To address these limitations, we explore self-correction as a strategy to
enhance reasoning VLMs. We first conduct an in-depth analysis of reasoning
VLMs' self-correction abilities and identify key gaps. Based on our findings,
we introduce Sherlock, a self-correction and self-improvement training
framework. Sherlock introduces a trajectory-level self-correction objective, a
preference data construction method based on visual perturbation, and a dynamic
$\beta$ for preference tuning. Once the model acquires self-correction
capabilities using only 20k randomly sampled annotated data, it continues to
self-improve without external supervision. Built on the Llama3.2-Vision-11B
model, Sherlock achieves remarkable results across eight benchmarks, reaching
an average accuracy of 64.1 with direct generation and 65.4 after
self-correction. It outperforms LLaVA-CoT (63.2), Mulberry (63.9), and
LlamaV-o1 (63.4) while using less than 20% of the annotated data.
Key Contributions
Introduces Sherlock, a self-correction and self-improvement training framework for reasoning Vision-Language Models (VLMs).

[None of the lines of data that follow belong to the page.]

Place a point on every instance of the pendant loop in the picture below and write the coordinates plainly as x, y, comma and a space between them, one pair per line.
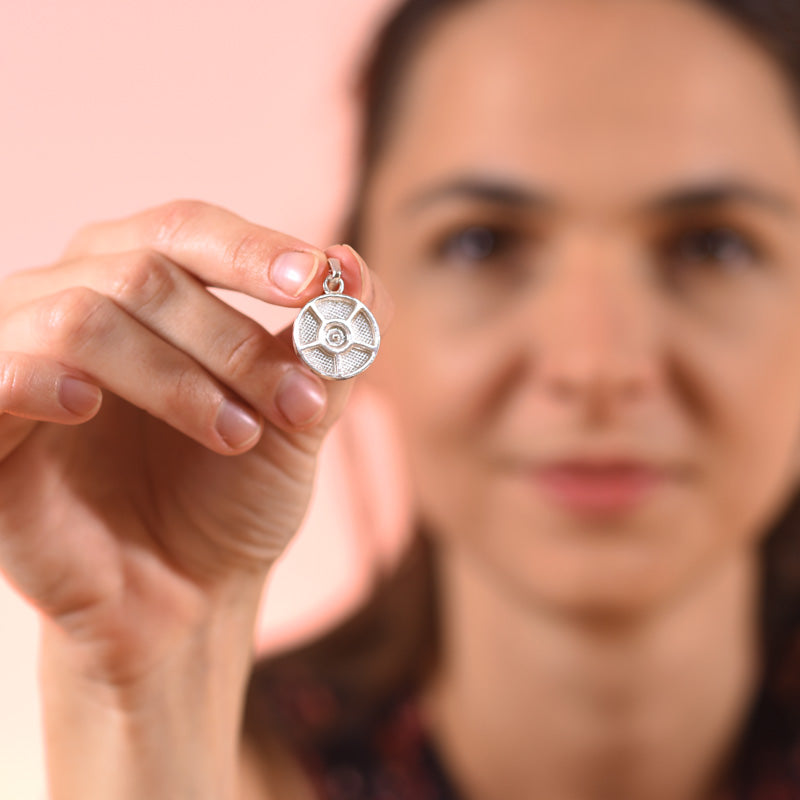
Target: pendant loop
333, 283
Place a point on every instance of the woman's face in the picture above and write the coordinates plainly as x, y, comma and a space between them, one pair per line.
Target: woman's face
588, 215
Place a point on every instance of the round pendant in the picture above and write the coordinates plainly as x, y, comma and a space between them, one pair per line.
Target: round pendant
336, 335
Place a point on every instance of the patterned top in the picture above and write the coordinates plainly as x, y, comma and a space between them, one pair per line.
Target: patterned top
395, 759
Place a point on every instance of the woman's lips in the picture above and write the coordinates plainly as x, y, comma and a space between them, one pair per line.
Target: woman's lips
598, 488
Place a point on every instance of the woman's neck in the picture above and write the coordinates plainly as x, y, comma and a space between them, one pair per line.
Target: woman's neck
528, 704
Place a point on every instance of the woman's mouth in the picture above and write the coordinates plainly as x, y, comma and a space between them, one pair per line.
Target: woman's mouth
598, 488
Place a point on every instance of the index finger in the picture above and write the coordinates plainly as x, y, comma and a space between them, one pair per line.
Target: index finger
219, 248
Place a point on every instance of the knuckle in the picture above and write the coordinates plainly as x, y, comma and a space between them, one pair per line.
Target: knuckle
73, 317
171, 217
248, 349
14, 382
142, 279
186, 391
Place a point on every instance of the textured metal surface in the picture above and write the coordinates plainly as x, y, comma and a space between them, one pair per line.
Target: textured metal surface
336, 335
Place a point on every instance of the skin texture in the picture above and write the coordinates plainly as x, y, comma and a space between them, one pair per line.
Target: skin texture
140, 524
596, 324
587, 656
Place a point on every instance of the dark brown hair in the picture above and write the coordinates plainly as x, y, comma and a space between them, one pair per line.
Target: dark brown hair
388, 647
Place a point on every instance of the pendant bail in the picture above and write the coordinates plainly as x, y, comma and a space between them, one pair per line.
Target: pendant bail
333, 283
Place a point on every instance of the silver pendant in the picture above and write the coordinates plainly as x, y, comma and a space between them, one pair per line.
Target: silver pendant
335, 334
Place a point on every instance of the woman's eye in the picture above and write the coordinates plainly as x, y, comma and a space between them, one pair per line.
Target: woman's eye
719, 247
474, 244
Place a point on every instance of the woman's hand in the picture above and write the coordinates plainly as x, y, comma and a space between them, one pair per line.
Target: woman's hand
157, 447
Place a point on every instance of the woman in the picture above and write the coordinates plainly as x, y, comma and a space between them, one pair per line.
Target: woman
587, 217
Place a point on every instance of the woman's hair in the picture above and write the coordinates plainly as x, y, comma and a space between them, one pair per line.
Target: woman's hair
389, 646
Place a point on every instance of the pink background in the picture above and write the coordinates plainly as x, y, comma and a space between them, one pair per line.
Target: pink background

It features a trajectory-level self-correction objective and a preference data construction method using visual perturbation, enabling models to improve their reasoning without external supervision after initial training.
Business Value
Leads to more reliable and adaptable multimodal AI systems, capable of performing complex reasoning tasks in diverse environments, reducing development costs associated with data annotation.